On Thu, 05 May 2011 11:52:56 -0400, Andre van Tonder <[email protected]>  
wrote:

> It may come up because the constructor takes field names.  Here is an  
> example:
>
>    (define-syntax foo
>      (syntax-rules ()
>        ((_ name name? x get-x)
>         (define-record-type name (make-foo y x) name? (x get-x) (y  
> get-y))))
>
>    (foo y y? y get-y)
>
> This generates a record definition with two fields symbolically given by  
> y, but the two ys are not the same identifier (the y introduced by the  
> macro has a different color or mark and is therefore different from the  
> y passed to the macro).
>
> If an implementation compares field names using eqv? when coming up with  
> the constructor definition, the above will fail.  If it compares them as  
> identifiers (using bound-identifier=?) the constructor definition will  
> succeed fine.

*sigh* It appears that you are right here. On the other hand, I would  
argue that you can't possibly justify a symbolic semantics here because of  
this very situation: it's just incorrect. I suppose that in much of this,  
when I am reading the standard, if it says that a field name is an  
identifier, I take that to mean an identifier, with all of the associated  
lexical information that goes with an identifier, I would argue that you  
cannot read <field name> in the definition of define-record-type as a  
symbol, and therefore it would be simply incorrect to test equality of two  
identifiers (which are not symbols) using eqv? in this case.
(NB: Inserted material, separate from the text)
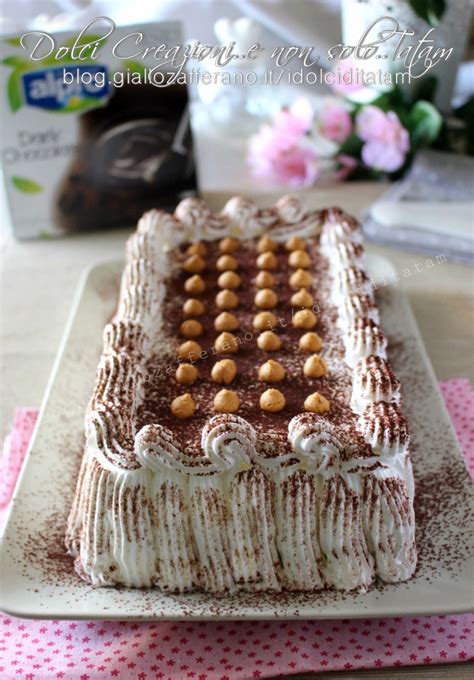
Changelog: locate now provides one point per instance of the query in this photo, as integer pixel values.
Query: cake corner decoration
(245, 431)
A lot of the discussion recently seems to center around these important  
issues of hygiene and identifiers. IMO, R6RS got this right by treating  
identifiers as a completely disjoint type from symbols. I do not think we  
should be conflating the two. I am glad you bring up this point, because I  
do think that the conflation of symbols and identifiers in forms like the  
above is just incorrect. Indeed, throughout the standard, I think you have  
mentioned a few places where these issues come up. I would rather undercut  
them all by saying at the outset that, when the standard talks about names  
and such as it does here, an identifier is meant, and not symbols. That  
means that you can't do symbolic comparison here.

        Aaron W. Hsu

-- 
Programming is just another word for the lost art of thinking.